Perang Eksistensial: Iran Menyatakan Kesepakatan Damai Batal Setelah Serangan AS yang Diperbarui

Iran menyatakan kesepakatan damai 17 Juni batal demi hukum setelah serangan udara AS terbaru menewaskan tujuh tentara dan permusuhan meningkat di seluruh Timur Tengah.

A
Staff Writer
Diposting pada 16/07/2026 00:11
Perang Eksistensial: Iran Menyatakan Kesepakatan Damai Batal Setelah Serangan AS yang Diperbarui

Kedamaian yang rapuh antara Washington dan Teheran secara efektif telah runtuh setelah Iran secara resmi menyatakan nota kesepahaman 17 Juni batal. Pengumuman ini menyusul serangkaian serangan udara AS yang mematikan yang menghantam beberapa lokasi di Iran, menandai peningkatan dramatis dalam permusuhan yang kini oleh kedua belah pihak digambarkan sebagai konflik yang signifikan.

Runtuhnya Diplomasi

Kepala negosiator Iran, Mohammed Bagher Ghalibaf, menyatakan secara tegas bahwa angkatan bersenjata negara itu sekarang mempertahankan "kebebasan bertindak sepenuhnya" untuk melawan apa yang digambarkan Teheran sebagai agresi tanpa provokasi. Pembatalan perjanjian perdamaian ini menyusul aksi militer pada hari Rabu, yang mengakibatkan kematian tujuh tentara Iran dari Brigade ke-388 di Bampour.
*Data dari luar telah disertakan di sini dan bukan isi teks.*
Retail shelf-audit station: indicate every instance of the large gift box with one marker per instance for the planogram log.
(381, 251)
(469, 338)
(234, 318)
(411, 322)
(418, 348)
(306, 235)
Kementerian Luar Negeri Iran, melalui juru bicara Esmaeil Baghaei, mengkonfirmasi bahwa Teheran telah meninggalkan komitmennya, dengan alasan bahwa Amerika Serikat telah gagal memenuhi bagiannya dalam kesepakatan tersebut.

Meningkatnya Ketegangan Militer

Ledakan dilaporkan terjadi di berbagai lokasi strategis utama Iran, termasuk Bandar Abbas, Chabahar, dan Ahvaz. Amerika Serikat menyatakan bahwa serangannya ditujukan pada infrastruktur militer yang diperlukan untuk membatasi pengaruh regional Iran. Sebaliknya, Korps Garda Revolusi Islam (IRGC) telah membalas dengan tindakan kinetiknya sendiri, mengklaim serangan terhadap Armada Kelima AS di Bahrain dan pusat logistik di Kuwait. Ketidakstabilan regional telah meluas, dengan pasukan militer di Kuwait dan Yordania melaporkan pencegatan beberapa rudal dan drone yang datang.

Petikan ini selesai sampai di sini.